Ein Herz für Vitrinen
Apropos: Die kostbarsten Teile werden automatisch in Garretts Quartier ausgestellt. Und das ist ein Symbol für die Sterilität der Spielwelt. Auch hier muss man den Assassinen und Ubisoft erwähnen, die das wesentlich stimmungsvoller hinbekommen haben. Denn dieser potenziell intime Rückzugsort bietet keinerlei Geheimnisse, keinerlei Persönliches, keinerlei Trainingsgerät oder Tagebücher, sondern einfach nur Vitrinen für die Schätze. Und natürlich passt da alles genau rein – selbst die Denkmaltafeln von Sehenswürdigkeiten kann Garret dort horten. Warum zur Hölle sollte er einer Stadt diese Identitäten stehlen? Und was sagt er noch im Einstieg wie ein Lehrer? "Es kommt nicht darauf an, wieviel man stiehlt, sondern was man stiehlt." Ach ja?

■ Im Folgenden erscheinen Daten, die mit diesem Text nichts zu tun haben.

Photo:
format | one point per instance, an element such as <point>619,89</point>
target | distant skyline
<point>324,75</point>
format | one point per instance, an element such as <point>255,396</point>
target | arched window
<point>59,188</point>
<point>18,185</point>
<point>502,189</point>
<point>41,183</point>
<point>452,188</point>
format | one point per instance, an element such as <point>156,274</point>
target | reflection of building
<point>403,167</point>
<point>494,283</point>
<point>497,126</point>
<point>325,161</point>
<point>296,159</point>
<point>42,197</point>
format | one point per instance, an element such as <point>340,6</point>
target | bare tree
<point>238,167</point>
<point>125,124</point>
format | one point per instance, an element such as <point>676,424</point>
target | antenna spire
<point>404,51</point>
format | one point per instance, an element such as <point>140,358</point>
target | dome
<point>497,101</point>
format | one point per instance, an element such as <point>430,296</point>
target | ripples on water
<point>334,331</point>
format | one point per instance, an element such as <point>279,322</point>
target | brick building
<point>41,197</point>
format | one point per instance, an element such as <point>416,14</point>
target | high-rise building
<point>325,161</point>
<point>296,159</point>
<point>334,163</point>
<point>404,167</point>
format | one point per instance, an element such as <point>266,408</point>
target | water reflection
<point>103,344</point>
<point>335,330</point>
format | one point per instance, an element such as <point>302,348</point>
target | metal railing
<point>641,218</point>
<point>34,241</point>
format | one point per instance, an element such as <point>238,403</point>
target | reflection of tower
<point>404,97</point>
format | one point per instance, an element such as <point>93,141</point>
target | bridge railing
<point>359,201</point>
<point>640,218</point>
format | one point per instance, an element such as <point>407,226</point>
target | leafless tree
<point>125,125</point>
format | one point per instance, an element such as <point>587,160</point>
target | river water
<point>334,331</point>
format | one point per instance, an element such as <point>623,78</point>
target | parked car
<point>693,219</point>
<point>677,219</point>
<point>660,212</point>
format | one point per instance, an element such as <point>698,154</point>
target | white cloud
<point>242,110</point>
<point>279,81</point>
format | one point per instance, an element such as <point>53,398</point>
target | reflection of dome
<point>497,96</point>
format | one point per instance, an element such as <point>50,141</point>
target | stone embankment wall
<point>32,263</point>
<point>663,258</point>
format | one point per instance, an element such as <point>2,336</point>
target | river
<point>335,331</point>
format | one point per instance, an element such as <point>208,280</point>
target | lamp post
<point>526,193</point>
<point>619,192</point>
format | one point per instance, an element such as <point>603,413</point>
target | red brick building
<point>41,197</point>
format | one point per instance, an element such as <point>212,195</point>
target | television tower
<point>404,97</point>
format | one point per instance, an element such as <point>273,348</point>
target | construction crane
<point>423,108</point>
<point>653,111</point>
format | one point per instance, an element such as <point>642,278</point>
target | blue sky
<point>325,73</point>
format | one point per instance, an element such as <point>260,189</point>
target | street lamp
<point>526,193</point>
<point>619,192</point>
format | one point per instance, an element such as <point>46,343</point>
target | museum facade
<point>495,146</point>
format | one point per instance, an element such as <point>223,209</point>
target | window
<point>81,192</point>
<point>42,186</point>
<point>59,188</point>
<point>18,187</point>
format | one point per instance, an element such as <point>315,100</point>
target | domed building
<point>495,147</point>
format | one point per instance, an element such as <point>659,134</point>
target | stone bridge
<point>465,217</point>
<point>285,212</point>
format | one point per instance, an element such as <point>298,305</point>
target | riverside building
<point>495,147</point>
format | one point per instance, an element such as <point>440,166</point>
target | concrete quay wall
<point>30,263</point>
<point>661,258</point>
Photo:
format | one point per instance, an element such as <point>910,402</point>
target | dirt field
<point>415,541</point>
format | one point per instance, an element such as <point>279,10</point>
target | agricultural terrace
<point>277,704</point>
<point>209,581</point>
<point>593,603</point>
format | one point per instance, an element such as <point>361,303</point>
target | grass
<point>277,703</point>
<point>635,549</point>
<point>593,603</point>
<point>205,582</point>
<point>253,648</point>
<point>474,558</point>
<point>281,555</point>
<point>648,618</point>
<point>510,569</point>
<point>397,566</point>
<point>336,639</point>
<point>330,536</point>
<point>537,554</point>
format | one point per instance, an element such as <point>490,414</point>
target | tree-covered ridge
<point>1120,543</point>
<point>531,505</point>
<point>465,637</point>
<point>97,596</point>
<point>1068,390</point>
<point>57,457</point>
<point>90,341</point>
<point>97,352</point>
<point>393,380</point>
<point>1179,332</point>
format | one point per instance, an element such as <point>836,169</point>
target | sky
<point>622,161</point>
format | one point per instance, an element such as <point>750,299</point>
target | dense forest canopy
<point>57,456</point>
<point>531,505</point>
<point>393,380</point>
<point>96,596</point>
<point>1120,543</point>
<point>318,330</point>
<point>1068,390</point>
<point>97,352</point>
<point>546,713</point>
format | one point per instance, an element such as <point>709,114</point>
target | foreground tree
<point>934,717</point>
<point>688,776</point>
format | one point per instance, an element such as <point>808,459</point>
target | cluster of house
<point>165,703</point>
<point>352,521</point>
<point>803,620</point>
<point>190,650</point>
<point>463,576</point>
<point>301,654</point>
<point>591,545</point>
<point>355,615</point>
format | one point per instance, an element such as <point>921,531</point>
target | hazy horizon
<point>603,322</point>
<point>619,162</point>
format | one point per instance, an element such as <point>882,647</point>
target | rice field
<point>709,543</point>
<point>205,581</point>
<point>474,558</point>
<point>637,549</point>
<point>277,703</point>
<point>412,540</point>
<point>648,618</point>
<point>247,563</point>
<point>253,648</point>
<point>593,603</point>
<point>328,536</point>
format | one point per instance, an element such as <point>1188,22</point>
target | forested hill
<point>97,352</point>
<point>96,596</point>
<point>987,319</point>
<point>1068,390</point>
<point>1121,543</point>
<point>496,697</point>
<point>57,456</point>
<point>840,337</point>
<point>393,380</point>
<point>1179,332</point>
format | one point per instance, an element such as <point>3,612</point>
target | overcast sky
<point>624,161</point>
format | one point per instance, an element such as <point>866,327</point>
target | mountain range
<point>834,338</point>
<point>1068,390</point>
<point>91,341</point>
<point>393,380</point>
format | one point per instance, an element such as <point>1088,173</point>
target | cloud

Keine Lust auf einen unrealistischen Knockout im Kampf? Wie so vieles könnt ihr das abschalten.
Hat man sich in früheren Teilen noch riesig über den Klunker gefreut, sackt man ihn hier fast nebenbei ein - es ist ja genug da, sogar auf den Straßen und Hinterhöfen. Auf denen sollen die Armen zwar verzweifelt hungern, aber sie sind scheinbar blind für das glitzernde Zeug. Eine bessere Regie würde zeigen, wie die Armen in diesem Szenario um jeden Penny betteln, feilschen und kämpfen. Die Spielwelt sieht zwar sehr gut aus, aber sie verliert auch sehr schnell ihre Glaubwürdigkeit. Obwohl ein politischer Konflikt zwischen dem industrieversessenen Baron Northcrest sowie dem rebellischen Widerstandskämpfer Orion aufgebaut wird, findet die schwache Story quasi nur in den Zwischensequenzen statt. Fraktionen oder gar Entscheidungen bzw. Folgen über Missionswahl bei den einen oder anderen? Gibt es im Jahr 2014 nicht! Man arbeitet das linear ab, was einem von einer wankelmütigen Regie vorgegeben wird.
Eine herzallerliebste Nebenfigur
Was sollen die Flammen? Es gibt einige Trial&Error-Fluchtszenen.
Schon der Einstieg offenbart erzählerische Defizite. Darunter eine weibliche Nebenfigur, die wie ein künstlicher Fremdkörper wirkt. Ich weiß gar nicht, wann mir das letzte Mal ein Charakter so egal war wie Erin, eine junge Schülerin von Garrett. Eidos Montreal will dem Trend der weiblichen Nebenrollen folgen, um die emotionale Seite des traditionell eher kühlen Meisterdiebs zu zeigen. Also versucht man eine Beziehung aufzubauen, in der man Konflikte und Gefühle darstellen kann. Das kann hervorragend funktionieren, wenn man an
The Last of Us,
The Walking Dead oder
BioShock Infinite denkt.
Im Vergleich zu diesen Spielen wirkt die schnell durchschaute Konstellation der beiden Figuren hier plump. Garrett vertritt die alte Schule der Diebe, in der sie wie Phantome agieren - sauber und lautlos. Erin vertritt die "modernere" und etwas mörderische Schule, in der Wachen auch einfach mal abgemurkst werden. Wie soll man diese schlecht modellierte Gothic-Zicke sympathisch finden, die nach all den Jahren des Wartens genau das symbolisiert, was man als Fan der ersten Stunde gerade nicht mit Thief verbindet? Mehr Tempo, mehr Action, mehr Rücksichtslosigkeit? Zwar bemüht sich das Drehbuch später um eine Erklärung, aber das Ganze ist irgendwann nur noch nervig.
Man vermisst nicht nur eine offenere, sondern auch eine bessere Geschichte und vor allem eine Lebendigkeit, die abseits der pathetischen Cutscenes für Authentizität sorgt: Zwar hört man ab und zu Gespräche, in denen man auch Hinweise auf Beute bekommt, aber das war es auch schon. Die Bewohner verhalten sich ansonsten stumm wie Fische und reagieren selbst dann nicht auf Garrett, wenn er direkt vor ihnen steht. Selbst in den Tavernen wirken sie wie seelenlose Statisten. Man muss hier einfach mal Dishonored im Vergleich anschauen, wo man viel öfter Feedback bekam und interagieren konnte. Und mal im Ernst, so zum Absacken: Ich spiele einen Meisterdieb mit einem Hightechbogen, der einen Schraubenschlüssel kaufen muss?